This code takes care of downloading the official ToxCast/Tox21 summary release, unzipping it and parsing the csv files and feeding it into Elasticsearch.
Since we anticipate the summary release schema to change in future versions, every official release will get it's own pair of parser schema definition (releases/2015-10-20/parser-schema.yaml) and elastic search mapping (releases/2015-10-20/elastic-mapping.yaml). These two are just simple YAML files that describe the columns of the csv file (including NaN identifiers used) and the mapping of those to JSON objects for storage in ElasticSearch respectively.
Requirements:
- Elasticsearch 2.3 running
- Python 3
- Python requirements from requirements.txt
To install python requirements (preferably inside pyvenv) run:
pip install -r requirements.txt --upgrade
ToxCast data importer is designed around ToxCast summary files releases where each ToxCast release has a separate parser and ElasticSearch mapping config files.

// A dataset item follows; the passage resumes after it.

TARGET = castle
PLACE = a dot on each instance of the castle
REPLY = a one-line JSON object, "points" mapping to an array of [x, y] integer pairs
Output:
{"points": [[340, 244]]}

To see help on how to use the importer run (including Elasticsearch index management):
./importer/importer.py --help
Examples:
./importer/importer.py elastic index create toxcast importer/releases/release/elastic-mapping.yaml
./importer/importer.py import toxcast /path/to/toxcast/release/ importer/releases/release/parser-schema.yaml
./importer/importer.py elastic index drop toxcast